= Camping (game) =

Football game played in England

Camping, also known as campyon, campan, or campball, was a football game played in England. It appears to have been popular in Norfolk and other parts of East Anglia. Of all the traditional forms of football played in Europe, it appears to have been one of the toughest and most dangerous, which probably explains why it died out during the early 19th century.

The first English-Latin dictionary, Promptorium parvulorum (circa 1440), offers this definition of camp ball: "Campan, or playar at foott balle, pediluson; campyon, or champion"

The game was originally played in the middle of town, where the objective was to take the ball to the opposing side of town. It was later played in the country, often in a special field set aside for the purpose known as a camping-place, camping close, or camping pightle. A reminder of this old game can be found in Swaffham, where behind the market place lies the Camping land, where the game was played. The custom in medieval times was to play games after church services, and often camping fields were sited near the church.

Although this game was rough, it was not without rules. In fact, evidence from Moore (1823) indicates teams, goals, rules, and even ball passing existed between team members (a development often attributed to a much later time):

Each party has two goals, 10 or 15 yards apart. The parties, 10 or 15 on a side, stand in line, facing each other at about 10 yards’ distance midway between their goals and that of their adversaries. An indifferent spectator throws up a ball the size of a cricket ball midway between the confronted players and makes his escape. The rush is to catch the falling ball. He who first can catch or seize it speeds home, making his way through his opponents and aided by his own sidesmen. If caught and held or rather in danger of being held, for if caught with the ball in possession he loses a snotch, he throws the ball [he must in no case give it] to some less beleaguered friend more free and more in breath than himself, who if it be not arrested in its course or be jostled away by the eager and watchful adversaries, catches it; and he in like manner hastens homeward, in like manner pursued, annoyed, and aided, winning the notch or snotch if he contrive to carry or throw it within the goals. At a loss and gain of a snotch, a recommencement takes place. When the game is decided by snotches seven or nine are the game, and these if the parties be well matched take two or three hours to win.
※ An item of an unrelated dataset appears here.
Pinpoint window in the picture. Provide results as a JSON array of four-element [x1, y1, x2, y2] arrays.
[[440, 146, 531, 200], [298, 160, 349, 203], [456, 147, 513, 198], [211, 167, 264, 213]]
Sometimes a large football was used; the game was then called “kicking camp”; and if played with the shoes on “savage camp.”

If the game described by Moore in 1823 was substantially the same as medieval "camping", then despite the Promptorium's notable definition of it as a form of "foott balle," the game apparently involved no kicking and was rather reminiscent of the passing game in rugby.

A match at Diss Common in the early 19th century reportedly was so brutal that nine men were killed or died of their injuries. While some people thought that camping was a combination of all athletic excellence, others saw it as little more than a stand-up fight. The contest for the ball "never ends without black eyes and bloody noses, broken heads or shins, and some serious mischief," a writer said in 1830, when camping popularity was at its height.

A modified game called "civil play" banned boxing as a component of the game. The game was played by passing the ball from hand to hand. To score, a player had to carry the ball through his own goal. Matches were usually for the best of seven or nine goals or "snotches", which normally took two to three hours, but a game of 14 hours had been recorded in a county match.

A feature of so-called friendly matches were prizes for those who played well. These consisted of money, hats, gloves, or shoes. Incidents of violence seem in the end to have turned public opinion against camping, and it was gradually replaced by a gentler kicking game. This game had roused great scorn amongst camping enthusiasts when it first began to make its influence felt in the 1830s.